FAQ

Q: What issues are you trying to address?

We are attmpting to address media biases. There are many types of media bias . Here we try to address the following ones:

Gatekeeping bias: which is selected or exclusion of stories based on ideological grounds. We show this using a "Missing Topic" section at our Graphs page.
Statement bias: is a verbal slant against a particular subject being covered. We show this bias using sentiment analysis, which can be seen in our Graphs page and News page.

Future work will include a Coverage bias, which will display where a story lands on the website (i.e. main story at the top, or lower coverage story at bottom of the page).

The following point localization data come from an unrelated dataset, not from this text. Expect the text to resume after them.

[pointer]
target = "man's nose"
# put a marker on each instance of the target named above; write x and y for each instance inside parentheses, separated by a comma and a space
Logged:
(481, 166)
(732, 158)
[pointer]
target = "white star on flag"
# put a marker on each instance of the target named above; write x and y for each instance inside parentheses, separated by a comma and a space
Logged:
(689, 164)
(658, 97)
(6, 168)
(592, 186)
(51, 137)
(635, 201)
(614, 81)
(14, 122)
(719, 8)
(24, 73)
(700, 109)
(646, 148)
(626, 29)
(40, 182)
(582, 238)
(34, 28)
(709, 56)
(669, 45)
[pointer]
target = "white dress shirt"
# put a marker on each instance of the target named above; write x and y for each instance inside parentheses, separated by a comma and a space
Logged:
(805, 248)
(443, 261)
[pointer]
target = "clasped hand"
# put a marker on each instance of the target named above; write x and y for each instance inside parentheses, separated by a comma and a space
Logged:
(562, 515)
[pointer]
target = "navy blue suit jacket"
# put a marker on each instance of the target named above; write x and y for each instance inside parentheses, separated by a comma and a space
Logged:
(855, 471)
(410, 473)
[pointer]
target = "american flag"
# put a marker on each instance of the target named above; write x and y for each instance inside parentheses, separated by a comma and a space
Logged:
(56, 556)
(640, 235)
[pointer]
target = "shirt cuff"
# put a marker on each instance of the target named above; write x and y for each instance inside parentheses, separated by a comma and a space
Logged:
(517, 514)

Q: How is processing done?

Our current processing steps in AWS are as follows:

New sources are scraped using NodeJS , Puppeteer , and Kafka messaging
Data analysis is carried out using Spark and Python for Natural Language Processing , Cosine Similartiies , and Topic extraction.
All data are stored in MongoDB
The frontend presentation uses ReactJS, Bootstrap , and Plotly

Q: How are sources and content selected?

Sources are picked to represent a range of left and right wing political views. The sources are chosen by us. All content is scraped from the sources, going 2 layers deep into website. The scrapers extract a title and text, which are sent into the analysis section. There is no filtering of content, and all sources are treated the same (weighted, combined, etc..). There is a selection effect due us chosing only certain sources.